Consider the following two scenarios.


For some time now there has been the feelings that individual companies and the economy would be better served if executive compensation contracts were entered into that made the CEOs accountable for performance. Currently, the top executives are compensated irrespective of their performance, making them permanent corporate fixtures.


A change to the new mode is likely to annoy the CEOs, but it is definitely worth a try. How can we be sure that it would work?


Scenario B


A study of absenteeism and the steps taken to curb it indicates that companies use the following incentives to reduce it.


  • 14 per cent give bonus days.
  • 39 per cent offer cash.
  • 39 per cent give out recognition awards.
  • 4 per cent give prizes.
  • 4 per cent pursue other strategies.


Asked about the effectiveness of offering incentives for reducing absenteeism, 22 percent of the companies said they were very effective; 66 per cent said they were somewhat effective; and 12 per cent said they were not at all effective.


What does the preceding information tell us? How do we know what kinds of incentives cause people not to absent themselves? What particular incentive(s) were used by the 22 per cent of companies that found their strategies to be 'very effective'? Is there a direct causal connection between one or two specific incentives and absenteeism?

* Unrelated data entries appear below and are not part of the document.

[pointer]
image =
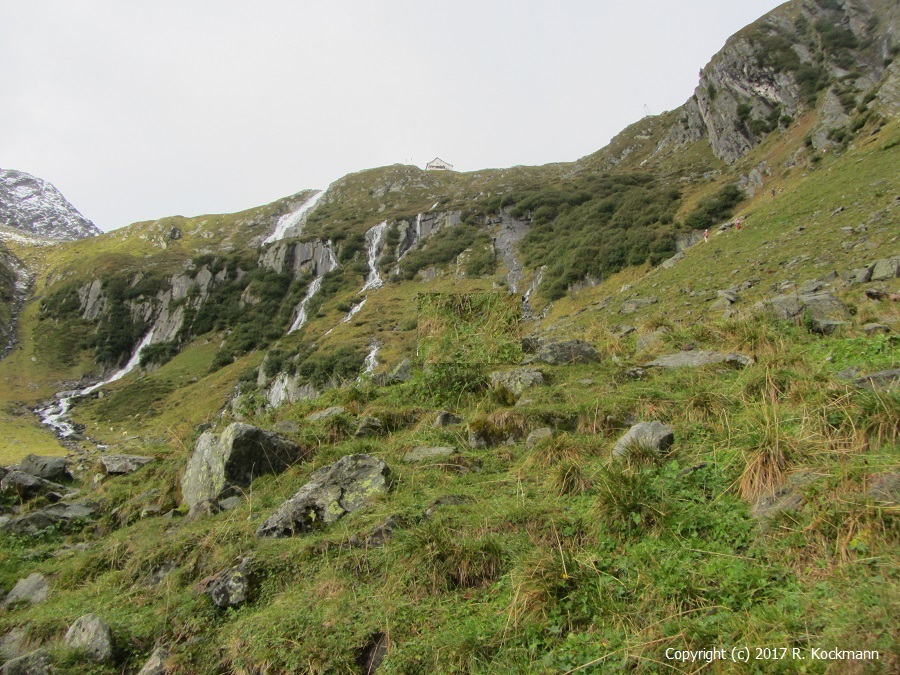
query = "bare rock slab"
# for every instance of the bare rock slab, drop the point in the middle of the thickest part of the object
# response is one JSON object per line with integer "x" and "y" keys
{"x": 235, "y": 458}
{"x": 332, "y": 492}
{"x": 653, "y": 435}
{"x": 48, "y": 468}
{"x": 90, "y": 635}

The answers to the questions raised in scenarios A and B might be found by using experimental designs in researching the issues. We will discuss both lab experiments and field experiments. We will also briefly discuss simulation experiments. Experimental designs, as we know are set up to examine possible cause and effect relationships among variables, in contrast to correlational studies, which examine the relationships among variables without necessarily trying to establish if one variable causes another.


To establish that a change in variable X causes a change in variable Y, all three of the following conditions should be met.

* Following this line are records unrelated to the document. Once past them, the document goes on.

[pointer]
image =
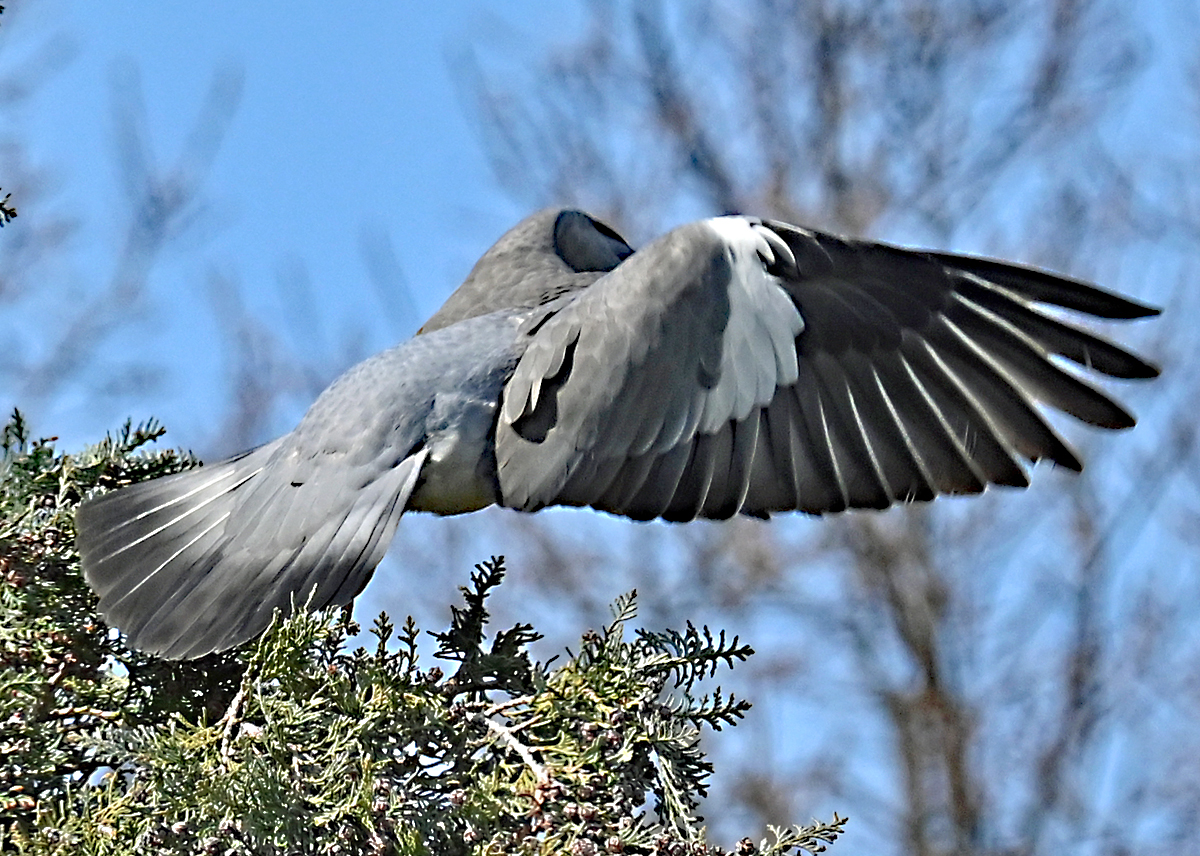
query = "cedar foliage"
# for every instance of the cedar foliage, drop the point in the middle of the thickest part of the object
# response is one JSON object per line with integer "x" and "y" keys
{"x": 305, "y": 742}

  1. Both X and Y should co-vary - that is, when one goes up, the other should also simultaneously go up (or down).

  2. The independent variable X (the presumed causal factor) should precede the dependent variable Y. In other words, there must be a time sequence in which the two occur.

  3. No other factor should possibly cause the change in the dependent variable Y.

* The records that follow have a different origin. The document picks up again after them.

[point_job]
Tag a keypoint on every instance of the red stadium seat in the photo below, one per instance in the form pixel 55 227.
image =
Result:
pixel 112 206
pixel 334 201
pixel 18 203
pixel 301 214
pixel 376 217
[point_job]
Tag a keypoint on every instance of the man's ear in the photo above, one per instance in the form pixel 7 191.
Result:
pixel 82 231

It may therefore be seen that to establish causal relationships between two variables in a business setting, several variables that might co-vary with the dependent variable have to be controlled. This would then allow us to say that changes in the independent variable X and variable X alone cause the changes in dependent variable Y. Useful as it is to know the cause and effect relationships, establishing is not easy, because several other variables that co-vary with the dependent variable have to be controlled. It is not always possible to control all the co-variates while manipulating the causal factor (the independent variable that is causing the dependent variable) in business settings, where events flow or occur naturally and normally. It is however, possible first to isolate the effects of a variable in a tightly controlled official setting (the lab setting), and after testing and establishing the cause and effect relationship under these tightly controlled conditions, see how generalizable such relationships are to the field setting.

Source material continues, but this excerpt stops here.